Thursday, August 28, 2008

Peace Corps

They're not exactly going to be sending out pink slips to volunteers - I mean, it's kind of hard to lay someone off who's living in a yurt a million miles from nowhere,  and who's only making $2,500 a year to begin with - but the Peace Corps is cutting back. (Boston Globe, August 23.)

Like every other global operation, they're impacted by the weak dollar, which:

...inflates expenses for overseas leases, volunteer living costs, and salaries for staff abroad, most of whom are paid in local currencies.

As a result, there may be 400 fewer volunteers brought along next year. (The total number in field at present is 8,000, who serve for 27 months.)

Frankly, I haven't given much thought to the Peace Corps since Jimmie Carter's mother, Miz Lillian, volunteered when she was in her 80's.

That is, until I went last week for the first time to the Kennedy Library in Boston, which has a display dedicated to the Corps.

Which brought back how exciting it was when the Peace Corps was launched in the early 1960's.

Although I was just a kid at the time - about a decade short of eligibility - it was thrilling to see those stories about all those idealistic college students digging irrigation ditches, doling out quinine, and teaching the alphabet - in far away places, mostly hot, often dangerous.

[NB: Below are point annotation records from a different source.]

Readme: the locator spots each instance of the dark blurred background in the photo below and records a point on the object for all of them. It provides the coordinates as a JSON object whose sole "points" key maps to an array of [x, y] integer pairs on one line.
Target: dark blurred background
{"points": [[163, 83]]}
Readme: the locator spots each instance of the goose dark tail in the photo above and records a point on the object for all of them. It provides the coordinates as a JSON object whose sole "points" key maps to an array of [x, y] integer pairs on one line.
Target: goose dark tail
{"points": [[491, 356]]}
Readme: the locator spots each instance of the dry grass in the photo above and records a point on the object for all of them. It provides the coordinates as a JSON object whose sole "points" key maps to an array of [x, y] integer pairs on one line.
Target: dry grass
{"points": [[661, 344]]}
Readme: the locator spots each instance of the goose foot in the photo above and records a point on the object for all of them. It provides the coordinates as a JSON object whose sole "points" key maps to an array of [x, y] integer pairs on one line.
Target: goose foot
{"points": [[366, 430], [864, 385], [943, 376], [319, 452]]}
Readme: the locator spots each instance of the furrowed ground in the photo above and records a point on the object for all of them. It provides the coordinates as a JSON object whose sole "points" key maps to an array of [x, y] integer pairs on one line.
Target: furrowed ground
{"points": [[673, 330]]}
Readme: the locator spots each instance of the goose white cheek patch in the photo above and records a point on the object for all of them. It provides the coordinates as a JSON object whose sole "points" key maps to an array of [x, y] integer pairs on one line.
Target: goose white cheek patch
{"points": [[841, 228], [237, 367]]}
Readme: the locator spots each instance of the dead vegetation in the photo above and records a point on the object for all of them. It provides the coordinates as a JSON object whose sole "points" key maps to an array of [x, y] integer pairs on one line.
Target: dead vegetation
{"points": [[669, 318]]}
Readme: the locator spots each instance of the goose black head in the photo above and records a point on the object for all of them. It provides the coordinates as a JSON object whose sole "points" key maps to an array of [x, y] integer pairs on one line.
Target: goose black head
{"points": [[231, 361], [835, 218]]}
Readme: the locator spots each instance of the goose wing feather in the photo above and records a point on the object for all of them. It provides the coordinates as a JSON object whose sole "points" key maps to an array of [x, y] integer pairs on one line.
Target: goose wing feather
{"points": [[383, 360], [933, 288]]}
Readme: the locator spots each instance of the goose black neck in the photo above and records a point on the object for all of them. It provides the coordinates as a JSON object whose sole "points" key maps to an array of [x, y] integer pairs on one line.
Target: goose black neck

I had a fleeting fantasy about going in, but, like Dick Cheney with respect to Viet Nam, I had other things to do. Although unlike the Veep, I don't know if what I had to do was all that much better than going into the Peace Corps or VISTA.

VISTA - Volunteers in Service to America - not to be confused with the MSFT operating system - was the US equivalent of the Peace Corps. (It's now doing business as AmeriCorps.) I was more drawn to VISTA partially because I felt that charity begins at home, and more partially because if I stayed in the US there would have been more of a chance that I would have served in a climate that wasn't as hot as sub-Saharan Africa.

Well, it's never too late to join either organization - both welcome mid-career and oldsters. (I'm somewhere in between, I suppose.)

All that's holding me back is my love affair with that Tempur-Pedic mattress, a stocked fridge, A/C, the pile of books next to my bed, and the fact that I'm not quite ready - financially or, more important, psychologically - to stop working at marketing.

And I don't imagine that here are a lot of B2B technology marketing-related positions available in the Peace Corps or in VISTA.

But what a good idea - the Peace Corps (more so than VISTA): sending Americans who are carrying neither guns nor outsourcing contracts to help "on the ground" in small yet important ways. Showing an American face that's not Britney Spears, Paris Hilton, or some other vacu-lebrity.

What a shame that we may have 400 fewer of them out there next year.